Extravascular destruction of RBCs. Legend: Extravascular hemolysis occurs when damaged or abnormal RBCs are cleared from the circulation by cells of the spleen, liver, and bone marrow similar to the process by which senescent RBCs are removed. The spleen usually contributes to hemolysis by destroying mildly abnormal RBCs or cells coated with warm antibodies. An enlarged spleen may sequester even normal RBCs. Severely abnormal RBCs or RBCs coated with cold antibodies or complement (C3) are destroyed within the circulation and in the liver, which (because of its large blood flow) can remove damaged cells efficiently.

Figure 10

Intravascular destruction of RBCs. Intravascular hemolysis usually occurs when the cell membrane has been severely damaged by any of a number of different mechanisms, including autoimmune phenomena, direct trauma (e.g., march hemoglobinuria), shear stress (e.g., defective mechanical heart valves), and toxins (e.g., clostridial toxins, venomous snake bite).
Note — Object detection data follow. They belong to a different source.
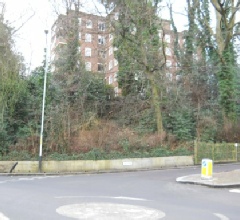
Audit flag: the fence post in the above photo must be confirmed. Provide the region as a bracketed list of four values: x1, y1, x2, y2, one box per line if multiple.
[211, 143, 215, 161]
[194, 140, 198, 164]
[234, 143, 238, 162]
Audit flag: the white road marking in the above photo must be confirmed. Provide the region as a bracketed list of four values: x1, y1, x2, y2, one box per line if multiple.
[55, 196, 150, 201]
[0, 212, 10, 220]
[56, 203, 166, 220]
[229, 189, 240, 193]
[213, 213, 229, 220]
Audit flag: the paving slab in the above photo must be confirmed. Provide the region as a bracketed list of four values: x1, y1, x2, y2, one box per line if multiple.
[176, 169, 240, 188]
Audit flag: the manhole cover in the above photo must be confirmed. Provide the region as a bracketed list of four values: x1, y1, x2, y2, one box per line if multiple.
[56, 203, 165, 220]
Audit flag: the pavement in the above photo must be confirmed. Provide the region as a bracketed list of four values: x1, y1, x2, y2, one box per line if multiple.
[176, 169, 240, 188]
It results in hemoglobinemia when the amount of Hb released into plasma exceeds the Hb-binding capacity of the plasma-binding protein haptoglobin, a globulin normally present in concentrations of about 1.0 g/L in plasma. With hemoglobinemia, unbound Hb dimers are filtered into the urine and reabsorbed by renal tubular cells; hemoglobinuria results when reabsorptive capacity is exceeded. Iron is embedded in hemosiderin within the tubular cells; some of the iron is assimilated for reutilization and some reaches the urine when the tubular cells slough.

Figure 11

Avascular necrosis (osteonecrosis) of bone. Avascular necrosis of the hip occurs when blood flow to the top portion of the thighbone (femur) is interrupted. The affected portion of the bone consists of the head (the ball-shaped piece of bone that fits into the socket of the hip) and neck (the portion of the thighbone just below the head). When it's deprived of blood, this part of the bone begins to “die,” breaking down and causing the cartilage on top of it to collapse.